We have recently developed a visuomotor task (DSP task) in our lab. The task consist in the presentation of sequences on the screen made by 10 displays. Each display is made by 5 squares (4 with black edges and 1 with a red edge indicating the keyboard touch to press). The transition between consecutive displays takes place immediately after the keyboard touch is pressed. Participants need to execute as fast as possible correct sequences. The squares are shapes drawn from psychopy builder, no image is loaded.

We have first developed the laboratory version of this task (executed on a lab PC with Win10) from builder + inline codes (which I will call here: “Task”), and then created the corresponding online experiment (which I will call here: “Task WEB”).

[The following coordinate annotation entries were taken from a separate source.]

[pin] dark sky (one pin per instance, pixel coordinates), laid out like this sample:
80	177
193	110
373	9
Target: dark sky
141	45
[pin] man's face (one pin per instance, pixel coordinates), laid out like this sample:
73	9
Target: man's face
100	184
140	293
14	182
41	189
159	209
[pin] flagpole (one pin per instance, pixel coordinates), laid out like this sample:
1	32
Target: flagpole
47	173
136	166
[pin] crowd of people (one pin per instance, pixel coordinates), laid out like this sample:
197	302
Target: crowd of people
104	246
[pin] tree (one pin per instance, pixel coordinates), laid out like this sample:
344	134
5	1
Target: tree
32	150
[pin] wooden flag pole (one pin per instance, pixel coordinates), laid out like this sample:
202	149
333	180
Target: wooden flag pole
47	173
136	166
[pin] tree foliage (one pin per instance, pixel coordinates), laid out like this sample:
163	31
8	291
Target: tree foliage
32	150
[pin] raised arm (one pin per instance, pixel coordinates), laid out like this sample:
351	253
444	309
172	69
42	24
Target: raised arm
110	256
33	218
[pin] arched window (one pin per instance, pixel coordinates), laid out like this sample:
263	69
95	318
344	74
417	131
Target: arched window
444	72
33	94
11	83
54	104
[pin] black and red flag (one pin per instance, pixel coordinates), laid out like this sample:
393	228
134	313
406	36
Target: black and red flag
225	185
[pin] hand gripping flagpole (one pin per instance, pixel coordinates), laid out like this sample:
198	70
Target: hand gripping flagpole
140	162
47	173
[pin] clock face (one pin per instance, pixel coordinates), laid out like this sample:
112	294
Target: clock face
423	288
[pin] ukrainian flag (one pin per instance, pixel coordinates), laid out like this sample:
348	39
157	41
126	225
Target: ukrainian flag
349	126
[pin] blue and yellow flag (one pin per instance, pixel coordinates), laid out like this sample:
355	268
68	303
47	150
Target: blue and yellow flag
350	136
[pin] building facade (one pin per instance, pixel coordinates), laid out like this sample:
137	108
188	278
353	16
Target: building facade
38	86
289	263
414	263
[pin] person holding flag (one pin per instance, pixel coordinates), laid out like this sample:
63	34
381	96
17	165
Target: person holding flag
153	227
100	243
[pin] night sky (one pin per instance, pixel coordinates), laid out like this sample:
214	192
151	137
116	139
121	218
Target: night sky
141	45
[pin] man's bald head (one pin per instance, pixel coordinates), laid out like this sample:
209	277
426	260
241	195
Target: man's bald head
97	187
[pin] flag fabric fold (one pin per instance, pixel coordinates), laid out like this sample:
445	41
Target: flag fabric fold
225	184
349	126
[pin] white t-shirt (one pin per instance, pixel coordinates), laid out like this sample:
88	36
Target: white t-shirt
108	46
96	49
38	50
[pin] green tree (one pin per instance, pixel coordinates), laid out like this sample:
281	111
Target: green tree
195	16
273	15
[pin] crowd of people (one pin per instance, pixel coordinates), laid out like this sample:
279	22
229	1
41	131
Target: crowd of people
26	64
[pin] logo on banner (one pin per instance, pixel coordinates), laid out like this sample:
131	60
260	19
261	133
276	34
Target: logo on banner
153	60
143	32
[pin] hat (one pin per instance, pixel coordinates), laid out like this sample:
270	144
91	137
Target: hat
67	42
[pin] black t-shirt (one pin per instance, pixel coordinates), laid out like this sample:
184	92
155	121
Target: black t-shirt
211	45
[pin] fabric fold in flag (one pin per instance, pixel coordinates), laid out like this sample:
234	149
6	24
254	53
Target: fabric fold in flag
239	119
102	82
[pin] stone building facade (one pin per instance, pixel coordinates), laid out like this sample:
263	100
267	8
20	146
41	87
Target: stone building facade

Over 6 weeks, participants perform 30 home-based sessions of the “Task WEB” which they execute on their own laptop by accessing the URL of the experiment. Every 2 weeks , they also come to the lab and they perform on the lab PC (win10) one additional session of the “Task” (for a total of 4 laboratory sessions: n°1 before training, n°2 after 2 weeks, n°3 after 4 weeks and n°4 after 6 weeks - at the end of the training). As previously said, this task is run locally from the psychopy app (not from the URL link). During these laboratory sessions we record electrophysiological measures. Participants use the same keyboard during home and laboratory sessions.

The web task is working very well and we are really happy about the performance so far. This is a great tool to follow the progress of the participants without accessing to their own laptop. However, we recently observed something that we cannot really understand completely and very tricky to debug. The 3rd and the 4th laboratory-based sessions occur after 20 and 30 home-based training sessions: participants are therefore very trained and are supposed to be very very fast in executing the sequences during these laboratory sessions. However, they find it difficult to maintain the same performance they had with the “Task WEB”. The feeling is shared across participants: that is, they declare that the transitions between displays seems slower in the laboratory “Task” compared to the “Task WEB”, and this makes them committing more errors and being slower than usual.

This is really difficult for us to debug because only a well trained person on the task can sensibly feel if any change made on the code will bring some effects when the task is executed.

We thought that this difference in timing might be related to the way the browser (“Task WEB”) and python (“Task”) are accessing the graphic card (browser performs a sort of “acceleration” of the task by best using the graphic card resources)? Would that be possible?

Do you have any other possible explanations for this behavior?

Many many thanks for you support, and looking forward to any possible suggestion.

P.

No, there is no inherent reason for performance to be better online.

Given the limited information provided, my only suggestion would be to look at the one salient difference between the two that you do mention: the physiological recordings. Is it possible that you have some custom code there that could explain some sort of delay?

Lastly, try to narrow things down. We don’t know anything about your task, but the subjects are reporting where they think the delay is. So examine the log files and look for the timings of various events around that point in your trial. Do the recorded times actually deviate from the expected times, and if so, by how much, and is it by a constant or variable amount?

You’ll need to do more detective work and provide us more information to get any more useful suggestions.